Postoperative CT scanning and positron emission tomography (PET) were performed and revealed no evidence of locoregional or distant metastases. Adjuvant therapy was necessary after multidisciplinary consultation. The patient underwent chemotherapy (vincristine, doxorubicin, and cyclophosphamide alternating with ifosfamide and etoposide), followed by radiation therapy. The patient has been under 2-year follow-up after treatment, during which there was no evidence of recurrence based on medical history, physical examinations, and imaging studies.
Discussion
Extraskeletal Ewing’s sarcoma primarily arising from the head and neck region accounts for approximately 4-9% of all cases, with a predominant report of cases in the nasal cavity, oral cavity, sinuses, or soft tissue of the neck.6) Less than 10 cases have been reported to date (Table 1).7) These cases showed a generally irregular shape and a pattern of spreading to surrounding tissues.2,8,9)
To diagnose Ewing’s sarcoma, it is important to perform a biopsy after clinical suspicion. Histologically, Ewing is characterized by small cells with round nuclei. CD99 is highly sensitive, but has very low specificity. Synovial sarcoma, rhabdomyosarcoma, and chondrosarcoma are also CD99 positive. Therefore, FLI1, which has a higher specificity, is important. Currently, molecular pathology is essential for diagnosing Ewing’s sarcoma, which lacks characteristic features. FISH-based detection of EWSR1 has been used for decades since the introduction of NGS technology, and it has become possible to diagnose Ewing’s sarcoma by detecting fusion genes, such as EWSR1-ERG.10)

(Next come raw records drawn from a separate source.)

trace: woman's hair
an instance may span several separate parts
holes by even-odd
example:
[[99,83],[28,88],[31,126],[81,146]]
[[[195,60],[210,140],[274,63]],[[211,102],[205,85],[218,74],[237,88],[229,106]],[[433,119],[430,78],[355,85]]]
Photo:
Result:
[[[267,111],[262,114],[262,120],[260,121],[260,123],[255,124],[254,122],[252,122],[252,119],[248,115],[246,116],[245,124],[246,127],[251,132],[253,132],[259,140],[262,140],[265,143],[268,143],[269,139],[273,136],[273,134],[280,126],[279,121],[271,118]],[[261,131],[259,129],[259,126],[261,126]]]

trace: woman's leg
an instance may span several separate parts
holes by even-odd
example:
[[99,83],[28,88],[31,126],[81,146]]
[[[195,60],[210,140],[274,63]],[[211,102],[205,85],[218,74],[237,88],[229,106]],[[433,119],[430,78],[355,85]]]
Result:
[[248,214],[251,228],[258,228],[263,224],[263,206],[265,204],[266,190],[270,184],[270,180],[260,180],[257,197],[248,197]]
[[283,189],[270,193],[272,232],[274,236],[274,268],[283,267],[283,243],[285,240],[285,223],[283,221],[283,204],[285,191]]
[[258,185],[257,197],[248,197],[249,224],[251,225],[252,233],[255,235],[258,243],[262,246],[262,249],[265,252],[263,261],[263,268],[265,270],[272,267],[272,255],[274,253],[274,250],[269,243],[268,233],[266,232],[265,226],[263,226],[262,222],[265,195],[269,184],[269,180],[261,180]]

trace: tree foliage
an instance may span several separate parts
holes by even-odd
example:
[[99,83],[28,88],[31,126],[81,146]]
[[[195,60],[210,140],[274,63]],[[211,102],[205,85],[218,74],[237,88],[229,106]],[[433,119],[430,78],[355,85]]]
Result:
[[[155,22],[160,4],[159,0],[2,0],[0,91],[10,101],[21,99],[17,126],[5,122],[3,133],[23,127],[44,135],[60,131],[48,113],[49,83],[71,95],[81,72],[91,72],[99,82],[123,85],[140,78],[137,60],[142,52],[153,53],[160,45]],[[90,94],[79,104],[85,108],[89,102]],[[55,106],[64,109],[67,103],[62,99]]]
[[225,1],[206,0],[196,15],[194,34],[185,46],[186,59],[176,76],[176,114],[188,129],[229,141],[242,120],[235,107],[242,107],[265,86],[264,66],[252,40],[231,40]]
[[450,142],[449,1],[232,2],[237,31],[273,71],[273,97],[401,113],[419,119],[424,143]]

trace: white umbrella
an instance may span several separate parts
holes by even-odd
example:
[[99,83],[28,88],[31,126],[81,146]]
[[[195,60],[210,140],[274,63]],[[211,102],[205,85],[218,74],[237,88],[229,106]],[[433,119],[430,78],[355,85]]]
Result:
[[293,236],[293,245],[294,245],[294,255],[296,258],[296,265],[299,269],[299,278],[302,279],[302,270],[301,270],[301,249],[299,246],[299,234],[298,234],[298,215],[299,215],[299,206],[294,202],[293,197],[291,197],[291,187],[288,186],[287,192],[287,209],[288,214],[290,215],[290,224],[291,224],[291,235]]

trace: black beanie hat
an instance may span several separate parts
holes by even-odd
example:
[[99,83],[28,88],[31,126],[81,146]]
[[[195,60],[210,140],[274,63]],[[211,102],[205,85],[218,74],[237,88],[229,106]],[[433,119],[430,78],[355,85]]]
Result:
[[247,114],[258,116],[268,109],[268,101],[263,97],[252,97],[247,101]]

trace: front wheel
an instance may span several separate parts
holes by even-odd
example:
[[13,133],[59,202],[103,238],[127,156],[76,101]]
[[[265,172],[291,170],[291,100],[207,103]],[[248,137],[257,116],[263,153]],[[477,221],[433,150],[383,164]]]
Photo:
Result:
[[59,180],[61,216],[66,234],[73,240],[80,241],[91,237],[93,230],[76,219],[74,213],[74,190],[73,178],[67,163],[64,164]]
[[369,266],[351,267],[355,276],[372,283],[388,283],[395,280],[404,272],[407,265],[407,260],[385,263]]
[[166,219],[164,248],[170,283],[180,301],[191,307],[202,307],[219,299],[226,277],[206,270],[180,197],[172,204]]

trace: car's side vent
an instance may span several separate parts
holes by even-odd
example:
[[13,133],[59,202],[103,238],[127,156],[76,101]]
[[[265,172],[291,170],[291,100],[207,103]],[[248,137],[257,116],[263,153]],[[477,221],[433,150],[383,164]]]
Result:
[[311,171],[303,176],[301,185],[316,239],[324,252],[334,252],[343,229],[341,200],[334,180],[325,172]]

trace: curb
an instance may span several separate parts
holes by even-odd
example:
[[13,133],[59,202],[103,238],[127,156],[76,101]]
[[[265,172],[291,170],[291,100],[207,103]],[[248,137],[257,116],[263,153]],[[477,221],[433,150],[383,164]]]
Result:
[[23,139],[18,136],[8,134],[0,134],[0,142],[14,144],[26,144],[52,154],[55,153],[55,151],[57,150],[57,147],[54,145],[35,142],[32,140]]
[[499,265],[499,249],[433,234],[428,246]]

Ewing’s sarcoma of the head and neck is rare; thus, treatment plans are based on cases involving more common sites, such as the lower extremities or pelvis.11) In the case of skeletal Ewing’s sarcoma, standard treatment involves multiagent induction chemotherapy followed by local treatment with surgery, definitive radiation, or a combination of surgery and radiation followed by additional chemotherapy and consolidation of local treatment to metastatic sites.1) It has been reported that the treatment outcomes of head and neck Ewing’s sarcoma and skeletal Ewing’s sarcoma are similar.11)

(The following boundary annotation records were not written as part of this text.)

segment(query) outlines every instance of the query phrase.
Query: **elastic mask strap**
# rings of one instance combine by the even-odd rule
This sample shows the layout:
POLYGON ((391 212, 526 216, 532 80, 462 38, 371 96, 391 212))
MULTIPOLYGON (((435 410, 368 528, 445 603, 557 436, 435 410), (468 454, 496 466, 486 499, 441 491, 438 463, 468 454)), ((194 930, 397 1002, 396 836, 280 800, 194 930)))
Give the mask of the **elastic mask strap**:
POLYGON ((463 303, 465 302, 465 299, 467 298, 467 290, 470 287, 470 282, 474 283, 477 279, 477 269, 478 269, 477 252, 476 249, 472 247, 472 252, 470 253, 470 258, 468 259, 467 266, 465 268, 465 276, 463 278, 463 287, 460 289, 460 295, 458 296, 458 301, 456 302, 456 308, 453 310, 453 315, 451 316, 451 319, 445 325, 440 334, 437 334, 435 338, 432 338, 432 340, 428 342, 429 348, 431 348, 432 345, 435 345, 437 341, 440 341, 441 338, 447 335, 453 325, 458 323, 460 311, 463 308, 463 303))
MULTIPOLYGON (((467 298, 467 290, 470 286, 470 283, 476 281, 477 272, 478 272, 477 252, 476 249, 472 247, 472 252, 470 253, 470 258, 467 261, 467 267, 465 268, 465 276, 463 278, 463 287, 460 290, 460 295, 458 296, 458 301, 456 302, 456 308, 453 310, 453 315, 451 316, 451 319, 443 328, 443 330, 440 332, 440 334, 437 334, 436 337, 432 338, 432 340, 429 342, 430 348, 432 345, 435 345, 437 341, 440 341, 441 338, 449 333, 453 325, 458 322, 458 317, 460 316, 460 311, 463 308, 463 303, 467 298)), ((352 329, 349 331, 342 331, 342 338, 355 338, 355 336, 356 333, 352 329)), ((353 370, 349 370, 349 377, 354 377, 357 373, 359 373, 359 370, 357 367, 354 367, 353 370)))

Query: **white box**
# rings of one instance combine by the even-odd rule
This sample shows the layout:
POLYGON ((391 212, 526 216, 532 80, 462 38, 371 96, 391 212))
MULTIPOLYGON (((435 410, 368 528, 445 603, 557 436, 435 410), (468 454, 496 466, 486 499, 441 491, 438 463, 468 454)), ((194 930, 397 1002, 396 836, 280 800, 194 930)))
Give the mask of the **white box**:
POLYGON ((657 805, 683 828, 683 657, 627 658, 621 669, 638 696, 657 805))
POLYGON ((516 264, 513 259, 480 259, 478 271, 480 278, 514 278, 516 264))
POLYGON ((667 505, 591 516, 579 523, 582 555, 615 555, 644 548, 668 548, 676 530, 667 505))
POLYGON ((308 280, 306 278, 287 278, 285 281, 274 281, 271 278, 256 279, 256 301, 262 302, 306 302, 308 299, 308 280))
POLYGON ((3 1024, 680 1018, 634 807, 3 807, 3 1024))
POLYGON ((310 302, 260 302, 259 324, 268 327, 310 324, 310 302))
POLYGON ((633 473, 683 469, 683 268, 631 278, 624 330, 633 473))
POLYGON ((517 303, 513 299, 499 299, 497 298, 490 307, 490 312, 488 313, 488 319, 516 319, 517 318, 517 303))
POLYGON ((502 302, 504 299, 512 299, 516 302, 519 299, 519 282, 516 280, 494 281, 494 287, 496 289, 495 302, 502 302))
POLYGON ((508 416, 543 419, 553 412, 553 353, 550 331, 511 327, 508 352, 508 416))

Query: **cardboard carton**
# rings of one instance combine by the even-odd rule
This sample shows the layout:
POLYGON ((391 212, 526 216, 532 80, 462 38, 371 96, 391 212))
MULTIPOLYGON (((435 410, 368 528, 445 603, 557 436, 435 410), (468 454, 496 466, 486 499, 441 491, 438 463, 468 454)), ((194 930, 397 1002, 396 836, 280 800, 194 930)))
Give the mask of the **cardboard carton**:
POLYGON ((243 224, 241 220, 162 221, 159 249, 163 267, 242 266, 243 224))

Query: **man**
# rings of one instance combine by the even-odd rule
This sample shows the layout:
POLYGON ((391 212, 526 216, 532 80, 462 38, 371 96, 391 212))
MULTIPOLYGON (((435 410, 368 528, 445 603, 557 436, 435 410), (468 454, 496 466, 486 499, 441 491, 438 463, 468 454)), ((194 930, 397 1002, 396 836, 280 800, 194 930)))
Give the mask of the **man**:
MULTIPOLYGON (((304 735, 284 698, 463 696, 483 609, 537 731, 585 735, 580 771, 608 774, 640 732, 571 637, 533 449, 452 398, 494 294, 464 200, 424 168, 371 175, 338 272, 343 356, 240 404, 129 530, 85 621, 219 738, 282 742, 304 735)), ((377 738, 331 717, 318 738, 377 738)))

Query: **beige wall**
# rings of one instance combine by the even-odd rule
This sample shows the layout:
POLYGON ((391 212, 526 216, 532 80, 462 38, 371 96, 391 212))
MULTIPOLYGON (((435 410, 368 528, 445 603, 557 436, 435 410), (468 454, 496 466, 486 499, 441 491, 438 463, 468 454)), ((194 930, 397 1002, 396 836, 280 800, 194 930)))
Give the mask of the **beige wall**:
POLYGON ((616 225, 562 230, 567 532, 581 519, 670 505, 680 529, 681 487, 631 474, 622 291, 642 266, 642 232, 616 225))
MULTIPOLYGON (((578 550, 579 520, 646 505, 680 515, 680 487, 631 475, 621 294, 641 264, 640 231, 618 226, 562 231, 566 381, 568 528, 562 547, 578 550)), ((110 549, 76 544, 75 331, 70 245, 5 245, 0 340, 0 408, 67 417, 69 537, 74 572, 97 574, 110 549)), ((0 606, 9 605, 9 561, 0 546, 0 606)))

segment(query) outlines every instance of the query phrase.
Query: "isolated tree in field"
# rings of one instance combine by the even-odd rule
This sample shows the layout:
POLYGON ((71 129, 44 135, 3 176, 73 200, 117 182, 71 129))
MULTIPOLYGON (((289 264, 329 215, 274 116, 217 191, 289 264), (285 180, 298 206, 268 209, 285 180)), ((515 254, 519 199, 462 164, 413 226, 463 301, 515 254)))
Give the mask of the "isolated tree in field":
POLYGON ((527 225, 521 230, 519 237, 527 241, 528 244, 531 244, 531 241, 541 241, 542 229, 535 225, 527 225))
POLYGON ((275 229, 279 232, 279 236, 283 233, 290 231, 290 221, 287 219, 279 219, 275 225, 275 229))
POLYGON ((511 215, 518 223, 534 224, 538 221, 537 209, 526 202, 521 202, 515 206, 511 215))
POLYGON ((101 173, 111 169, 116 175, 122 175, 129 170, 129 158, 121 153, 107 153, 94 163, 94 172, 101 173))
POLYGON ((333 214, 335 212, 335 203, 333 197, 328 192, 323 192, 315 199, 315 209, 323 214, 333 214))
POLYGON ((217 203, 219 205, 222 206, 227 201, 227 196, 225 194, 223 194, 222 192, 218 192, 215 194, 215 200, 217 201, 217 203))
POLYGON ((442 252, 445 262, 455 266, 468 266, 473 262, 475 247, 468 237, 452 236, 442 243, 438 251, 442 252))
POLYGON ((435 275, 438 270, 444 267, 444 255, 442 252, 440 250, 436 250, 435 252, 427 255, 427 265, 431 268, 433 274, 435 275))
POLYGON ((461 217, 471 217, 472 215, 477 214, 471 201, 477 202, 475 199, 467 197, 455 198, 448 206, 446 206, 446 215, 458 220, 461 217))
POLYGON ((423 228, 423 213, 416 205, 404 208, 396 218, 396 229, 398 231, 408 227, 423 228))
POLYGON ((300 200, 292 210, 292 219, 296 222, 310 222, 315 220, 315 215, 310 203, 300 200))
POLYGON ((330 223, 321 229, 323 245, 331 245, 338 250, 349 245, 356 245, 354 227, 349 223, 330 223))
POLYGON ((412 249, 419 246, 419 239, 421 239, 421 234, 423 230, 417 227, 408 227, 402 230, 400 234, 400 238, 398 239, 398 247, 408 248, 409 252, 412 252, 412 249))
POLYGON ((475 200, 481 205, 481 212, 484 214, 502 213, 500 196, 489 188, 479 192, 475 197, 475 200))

In our case, the initial impression was a benign vocal fold lesion based on the preoperative laryngoscopy findings; therefore, imaging work-up was not considered prior to surgery, and incidentally, EES was diagnosed after the LMS biopsy. Resection margins were not secured, and adjuvant therapy was administered based on postoperative evaluation and multidisciplinary discussions.
Laryngeal Ewing’s sarcoma is a rare cancer, and its diagnosis has been challenging owing to the atypical presentation of reported cases. The current standard treatment of Ewing’s sarcoma is neoadjuvant and adjuvant chemotherapies in conjunction with surgery and/or radiotherapy to manage the primary site and potential metastatic disease. During surgery, efforts are made to achieve a resection margin, if feasible.1) In our case, due to the lack of clear margin definition, adjuvant concurrent chemoradiotherapy was administered. As of a 2-year follow-up, the patient remains under surveillance with no evidence of recurrence. We aimed to present this rare case to contribute to the diagnosis and treatment of Ewing’s sarcoma in the future, with the hope of providing valuable insights and clinical evidence.